Dos cosas acompañaron a Alfonsín durante toda su vida. Esa mirada profunda que lo convirtió en un símbolo y su incansable vocación militante. Creo que terminé de comprender su destino, cuando conocí a Rocío Alconada, su primera nieta. Ella me regaló la imagen más viva y entrañable de Raúl. “El gordo”, como lo apodaba ella dada su contextura física, era un reflejo íntimo de Alfonsín, como si su legado, lejos de limitarse a la esfera pública, hubiera encarnado en su propia familia una calidez y sencillez que complementaban su carácter público.
Rocío me habló de un abuelo que, a pesar de sus obligaciones y de la intensidad de su vida política, siempre encontraba tiempo para escuchar, para ofrecer un consejo desinteresado o compartir una charla familiar llena de risas y anécdotas. A través de sus palabras, entendí que Alfonsín fue un hombre que nunca dejó de ser humano, que no permitía que el peso de su figura borrara sus errores y su constante autorreflexión como abuelo y amigo.

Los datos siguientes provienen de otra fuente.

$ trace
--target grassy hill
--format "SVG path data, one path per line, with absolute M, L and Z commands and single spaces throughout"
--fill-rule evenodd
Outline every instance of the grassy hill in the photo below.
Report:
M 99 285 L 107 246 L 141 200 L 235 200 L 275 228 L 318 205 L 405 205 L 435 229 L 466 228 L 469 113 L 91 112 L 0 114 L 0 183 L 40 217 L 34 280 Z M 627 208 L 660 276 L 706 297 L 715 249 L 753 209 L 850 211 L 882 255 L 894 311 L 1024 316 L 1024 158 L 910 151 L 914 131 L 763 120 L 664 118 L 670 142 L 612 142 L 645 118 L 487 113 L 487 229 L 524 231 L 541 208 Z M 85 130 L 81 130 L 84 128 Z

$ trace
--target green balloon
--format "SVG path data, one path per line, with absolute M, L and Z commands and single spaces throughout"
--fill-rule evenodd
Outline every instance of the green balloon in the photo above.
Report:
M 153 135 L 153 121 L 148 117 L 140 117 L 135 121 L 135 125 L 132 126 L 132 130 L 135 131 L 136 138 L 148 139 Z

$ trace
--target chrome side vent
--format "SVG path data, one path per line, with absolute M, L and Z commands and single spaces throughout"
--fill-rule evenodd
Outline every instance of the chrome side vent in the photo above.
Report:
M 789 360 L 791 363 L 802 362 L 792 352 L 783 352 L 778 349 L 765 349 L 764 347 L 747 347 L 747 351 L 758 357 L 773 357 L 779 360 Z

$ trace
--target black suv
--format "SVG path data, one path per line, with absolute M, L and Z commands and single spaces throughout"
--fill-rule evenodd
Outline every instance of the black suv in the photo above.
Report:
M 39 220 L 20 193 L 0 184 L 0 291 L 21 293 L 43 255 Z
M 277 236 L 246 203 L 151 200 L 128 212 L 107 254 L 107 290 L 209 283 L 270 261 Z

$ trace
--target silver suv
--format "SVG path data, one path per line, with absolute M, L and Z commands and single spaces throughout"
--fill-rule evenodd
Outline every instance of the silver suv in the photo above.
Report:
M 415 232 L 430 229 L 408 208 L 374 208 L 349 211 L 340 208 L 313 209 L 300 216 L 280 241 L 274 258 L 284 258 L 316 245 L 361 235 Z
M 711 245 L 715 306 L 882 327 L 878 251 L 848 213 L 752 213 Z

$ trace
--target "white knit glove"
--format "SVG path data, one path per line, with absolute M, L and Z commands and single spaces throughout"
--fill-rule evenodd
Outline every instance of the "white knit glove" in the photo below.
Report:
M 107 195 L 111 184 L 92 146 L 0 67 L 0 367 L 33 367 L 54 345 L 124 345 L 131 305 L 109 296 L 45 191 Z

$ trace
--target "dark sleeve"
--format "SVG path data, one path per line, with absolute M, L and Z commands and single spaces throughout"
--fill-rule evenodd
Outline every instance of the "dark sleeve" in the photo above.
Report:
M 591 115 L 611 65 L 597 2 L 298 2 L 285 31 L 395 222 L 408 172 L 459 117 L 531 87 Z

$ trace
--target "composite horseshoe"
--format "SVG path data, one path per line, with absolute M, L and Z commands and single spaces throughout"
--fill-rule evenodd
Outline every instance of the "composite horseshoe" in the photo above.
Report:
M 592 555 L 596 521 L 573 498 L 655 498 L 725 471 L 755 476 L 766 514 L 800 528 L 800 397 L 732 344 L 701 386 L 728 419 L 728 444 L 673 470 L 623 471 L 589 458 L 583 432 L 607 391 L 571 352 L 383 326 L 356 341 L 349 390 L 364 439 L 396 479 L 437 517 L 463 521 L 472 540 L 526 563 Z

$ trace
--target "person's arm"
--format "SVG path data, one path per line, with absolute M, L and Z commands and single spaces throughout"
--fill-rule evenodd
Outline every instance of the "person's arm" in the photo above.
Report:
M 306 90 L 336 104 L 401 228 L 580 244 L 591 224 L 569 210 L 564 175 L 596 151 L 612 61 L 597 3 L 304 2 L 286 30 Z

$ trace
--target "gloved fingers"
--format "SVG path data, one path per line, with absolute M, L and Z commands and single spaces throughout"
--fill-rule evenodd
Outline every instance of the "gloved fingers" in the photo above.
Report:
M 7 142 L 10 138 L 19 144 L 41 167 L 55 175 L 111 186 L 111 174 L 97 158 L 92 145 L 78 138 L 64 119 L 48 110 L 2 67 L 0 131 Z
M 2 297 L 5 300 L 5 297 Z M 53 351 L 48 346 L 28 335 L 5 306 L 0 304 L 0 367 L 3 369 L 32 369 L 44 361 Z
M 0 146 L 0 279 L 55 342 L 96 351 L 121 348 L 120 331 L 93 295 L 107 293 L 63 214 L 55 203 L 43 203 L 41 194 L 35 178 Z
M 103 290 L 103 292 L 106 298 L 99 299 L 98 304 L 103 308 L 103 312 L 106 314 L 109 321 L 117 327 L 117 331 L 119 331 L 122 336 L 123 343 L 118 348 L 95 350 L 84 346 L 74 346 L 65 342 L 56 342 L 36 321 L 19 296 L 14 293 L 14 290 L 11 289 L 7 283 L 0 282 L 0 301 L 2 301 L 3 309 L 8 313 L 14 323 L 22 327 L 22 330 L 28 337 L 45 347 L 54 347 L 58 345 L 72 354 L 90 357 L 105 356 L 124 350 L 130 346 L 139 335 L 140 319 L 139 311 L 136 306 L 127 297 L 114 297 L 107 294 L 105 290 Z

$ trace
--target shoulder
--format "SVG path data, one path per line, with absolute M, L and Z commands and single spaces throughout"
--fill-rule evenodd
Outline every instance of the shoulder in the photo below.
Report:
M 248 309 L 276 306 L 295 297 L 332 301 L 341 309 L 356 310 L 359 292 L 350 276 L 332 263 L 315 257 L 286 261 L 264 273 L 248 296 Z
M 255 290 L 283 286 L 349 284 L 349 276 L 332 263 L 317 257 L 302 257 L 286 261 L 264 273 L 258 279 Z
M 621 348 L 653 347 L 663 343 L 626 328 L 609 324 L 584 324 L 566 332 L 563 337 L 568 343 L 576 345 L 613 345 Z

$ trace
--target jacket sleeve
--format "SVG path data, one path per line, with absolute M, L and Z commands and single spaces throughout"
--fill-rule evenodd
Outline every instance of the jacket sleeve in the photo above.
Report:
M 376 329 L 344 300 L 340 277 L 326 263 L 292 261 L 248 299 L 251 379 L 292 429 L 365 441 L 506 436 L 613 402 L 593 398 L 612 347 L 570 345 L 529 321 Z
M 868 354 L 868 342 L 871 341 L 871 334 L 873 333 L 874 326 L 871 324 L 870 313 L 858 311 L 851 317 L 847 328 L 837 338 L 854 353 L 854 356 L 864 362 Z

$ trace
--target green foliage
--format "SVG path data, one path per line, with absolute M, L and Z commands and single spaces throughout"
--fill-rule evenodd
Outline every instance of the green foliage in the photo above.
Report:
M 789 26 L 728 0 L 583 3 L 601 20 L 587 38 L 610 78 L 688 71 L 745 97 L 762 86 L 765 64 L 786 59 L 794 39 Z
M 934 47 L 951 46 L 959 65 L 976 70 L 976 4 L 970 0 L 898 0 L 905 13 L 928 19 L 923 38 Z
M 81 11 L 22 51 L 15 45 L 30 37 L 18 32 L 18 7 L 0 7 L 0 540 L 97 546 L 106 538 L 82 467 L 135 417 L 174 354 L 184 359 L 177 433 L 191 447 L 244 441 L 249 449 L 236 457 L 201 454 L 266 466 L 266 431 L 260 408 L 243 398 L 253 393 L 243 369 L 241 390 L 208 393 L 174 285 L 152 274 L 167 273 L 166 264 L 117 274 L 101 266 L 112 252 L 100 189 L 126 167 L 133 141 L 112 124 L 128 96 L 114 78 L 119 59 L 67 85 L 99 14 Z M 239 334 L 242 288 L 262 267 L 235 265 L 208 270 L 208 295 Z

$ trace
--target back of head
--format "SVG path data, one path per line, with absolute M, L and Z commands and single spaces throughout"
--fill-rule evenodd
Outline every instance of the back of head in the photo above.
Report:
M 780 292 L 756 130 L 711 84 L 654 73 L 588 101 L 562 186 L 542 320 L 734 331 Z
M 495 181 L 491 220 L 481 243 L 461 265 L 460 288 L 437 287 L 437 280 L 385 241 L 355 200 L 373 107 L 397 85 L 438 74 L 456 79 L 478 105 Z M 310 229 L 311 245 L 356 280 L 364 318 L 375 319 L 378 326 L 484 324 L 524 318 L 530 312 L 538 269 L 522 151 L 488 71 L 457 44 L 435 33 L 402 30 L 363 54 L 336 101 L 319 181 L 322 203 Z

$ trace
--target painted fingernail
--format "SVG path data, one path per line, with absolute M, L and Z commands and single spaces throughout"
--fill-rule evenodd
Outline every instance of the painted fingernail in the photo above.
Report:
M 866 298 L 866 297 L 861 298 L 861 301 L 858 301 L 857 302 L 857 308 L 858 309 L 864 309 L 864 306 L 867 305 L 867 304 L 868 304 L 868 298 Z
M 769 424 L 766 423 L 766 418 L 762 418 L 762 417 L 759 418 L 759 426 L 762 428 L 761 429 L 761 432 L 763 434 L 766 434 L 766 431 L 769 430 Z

Fue esa faceta más íntima, tan cercana y tan humana, la que Rocío me reveló como un legado adicional de Alfonsín: la idea de que el político no solo se define por su acción pública, sino también por su capacidad de ser ejemplo en lo privado. Ella me mostró cómo el compromiso de Raúl no era solo con su país, sino con la construcción de una familia unida, resiliente y profundamente solidaria. Allí estaba su auténtico legado, y tal vez su verdadero destino: no solo guiar a un país, sino inspirar, con su ejemplo cotidiano, a quienes más lo amaban.
Por más que hoy sea un símbolo universal de nuestra democracia, Raúl nació y murió en su profunda humildad y calidez humana. Es una de sus condiciones que creo que hay que rescatar. La otra es que arruinó todos los planes de sus verdugos. Los que buscan manchar su legado, lo hacen volver a nacer.
Ahora bien, ¿Por qué será que Alfonsín tenga esta notable costumbre de seguir naciendo? Cuando más lo insultan, más lo manipulan, más lo traicionan, más nace. Es el más nacedor de todos los políticos del Olimpo argentino.
Es como si su legado fuera una llama inextinguible, que no se debilita, sino que se fortalece en la adversidad. Alfonsín parece tener la extraña virtud de desafiar el tiempo y las intenciones de aquellos que buscan deslegitimarlo; renace en cada memoria, en cada palabra honesta, en cada discurso que recuerda que una democracia social es posible. Es este renacer constante, esta capacidad de volver a la vida, lo que hace de él una figura única, alguien que perdura no solo en los libros de historia, sino en el alma de una Argentina que, por encima de sus crisis y sus cambios, sigue necesitando creer que la vida democrática va a llevarnos indefectiblemente a un país justo, libre y solidario.